Although, acquiring and managing your user feedback from customers is also vital to truly understanding the issues you need to resolve. Remember, your cohorts are people! If their experience with your business hasn’t been a positive one, then they will be forthcoming in telling you why that is. Fixing key pain points for your newly acquired customers will not only reduce churn, but increase retention rates and, ultimately, your revenue.

Some strategies for increasing retention from cohort analysis results include:

  • Targeted promotions and loyalty rewards
  • Coordinated reactivation prompts
  • Small changes to the overall user journey

Many businesses have already reaped the benefits of using cohort analysis to study their customer base, and there are likely many things you can learn about your business from conducting this kind of research.

Using customer cohorts for product discovery

Conducting cohort analysis can help you observe churn patterns over months and years as well. After all, your aim should be maximizing your customer lifetime value for as long a time as possible!

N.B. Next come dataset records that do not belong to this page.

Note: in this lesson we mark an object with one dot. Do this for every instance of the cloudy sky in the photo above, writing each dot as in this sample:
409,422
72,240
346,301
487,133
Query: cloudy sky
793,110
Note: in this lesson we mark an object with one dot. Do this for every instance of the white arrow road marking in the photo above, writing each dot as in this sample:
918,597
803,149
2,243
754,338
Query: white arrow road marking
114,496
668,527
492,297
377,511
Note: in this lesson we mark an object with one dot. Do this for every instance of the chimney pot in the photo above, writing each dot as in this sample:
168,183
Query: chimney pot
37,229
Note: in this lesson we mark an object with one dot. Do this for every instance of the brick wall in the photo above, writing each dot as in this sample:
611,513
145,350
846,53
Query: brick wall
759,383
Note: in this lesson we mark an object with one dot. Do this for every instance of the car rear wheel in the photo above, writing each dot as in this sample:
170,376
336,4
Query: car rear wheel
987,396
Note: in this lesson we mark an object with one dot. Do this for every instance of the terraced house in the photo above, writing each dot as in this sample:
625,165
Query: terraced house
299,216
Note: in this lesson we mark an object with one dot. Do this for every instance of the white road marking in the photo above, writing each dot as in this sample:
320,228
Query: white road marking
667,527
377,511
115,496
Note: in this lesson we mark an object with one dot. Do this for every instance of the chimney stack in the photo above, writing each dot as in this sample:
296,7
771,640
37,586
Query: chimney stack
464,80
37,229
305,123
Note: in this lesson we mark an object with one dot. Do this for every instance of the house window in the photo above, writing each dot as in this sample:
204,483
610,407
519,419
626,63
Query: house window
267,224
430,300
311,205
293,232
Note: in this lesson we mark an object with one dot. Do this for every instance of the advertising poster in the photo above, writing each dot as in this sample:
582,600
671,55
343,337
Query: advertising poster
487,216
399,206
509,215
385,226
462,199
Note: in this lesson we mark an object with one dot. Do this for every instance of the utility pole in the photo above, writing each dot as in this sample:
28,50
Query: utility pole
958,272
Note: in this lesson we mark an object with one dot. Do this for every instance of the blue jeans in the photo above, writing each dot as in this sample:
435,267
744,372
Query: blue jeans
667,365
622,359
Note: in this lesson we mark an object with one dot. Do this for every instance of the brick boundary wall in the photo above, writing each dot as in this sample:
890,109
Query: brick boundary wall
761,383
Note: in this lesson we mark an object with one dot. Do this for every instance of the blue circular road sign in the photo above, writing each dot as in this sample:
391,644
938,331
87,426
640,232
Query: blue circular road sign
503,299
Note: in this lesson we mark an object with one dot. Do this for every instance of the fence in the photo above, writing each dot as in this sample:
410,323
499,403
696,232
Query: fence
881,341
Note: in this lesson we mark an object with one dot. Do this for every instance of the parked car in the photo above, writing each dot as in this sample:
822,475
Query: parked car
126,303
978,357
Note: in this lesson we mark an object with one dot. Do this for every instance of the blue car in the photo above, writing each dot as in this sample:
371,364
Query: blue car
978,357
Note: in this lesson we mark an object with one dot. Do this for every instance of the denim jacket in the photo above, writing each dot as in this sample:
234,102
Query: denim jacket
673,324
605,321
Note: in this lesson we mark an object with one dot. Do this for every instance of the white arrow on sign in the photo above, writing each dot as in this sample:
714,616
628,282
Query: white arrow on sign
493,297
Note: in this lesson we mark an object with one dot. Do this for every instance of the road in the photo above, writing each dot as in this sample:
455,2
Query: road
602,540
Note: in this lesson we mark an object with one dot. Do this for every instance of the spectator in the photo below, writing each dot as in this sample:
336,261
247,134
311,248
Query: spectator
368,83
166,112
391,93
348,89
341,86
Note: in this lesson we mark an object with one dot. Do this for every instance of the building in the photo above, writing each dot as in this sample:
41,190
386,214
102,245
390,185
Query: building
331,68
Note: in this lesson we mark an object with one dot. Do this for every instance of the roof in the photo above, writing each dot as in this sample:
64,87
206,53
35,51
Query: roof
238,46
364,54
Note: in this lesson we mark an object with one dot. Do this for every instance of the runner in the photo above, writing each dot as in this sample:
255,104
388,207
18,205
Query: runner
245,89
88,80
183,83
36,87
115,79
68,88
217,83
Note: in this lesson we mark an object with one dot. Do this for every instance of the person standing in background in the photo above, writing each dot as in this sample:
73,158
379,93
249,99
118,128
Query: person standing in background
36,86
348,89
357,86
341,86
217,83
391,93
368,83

Comparing your cohorts to your average churn time and looking at the reasons for cancellation over specific time frames is a good way of highlighting areas in need of improvement.

If you’re seeing consistent churn over longer periods (across several cohorts), you can take these steps to improve rates of longer-term retention:

  1. Find the drop-off point
  2. Find out the cancellation reasons
  3. Reach out to customers before reaching the drop-off point
  4. Reach out to customers beyond the drop-off point
  5. Send customers a survey form, or utilize online review platforms
  6. Use aggregate review feedback data to incrementally improve retention rate

Customer cohorts vs vanity metrics

With cohort analysis, you avoid so-called vanity metrics, whereby your business data appears positive yet actual user pain points and general areas for improvement remain concealed. Where vanity metrics promote casual ignorance and often inform poor business decisions, cohort analysis works as a method of identifying and tackling problems head-on.

Dividing users into cohorts allows you to record observable trends, and take actionable steps towards rectifying them. Repeat the process regularly, make changes, and measure the results — improvements will eventually come.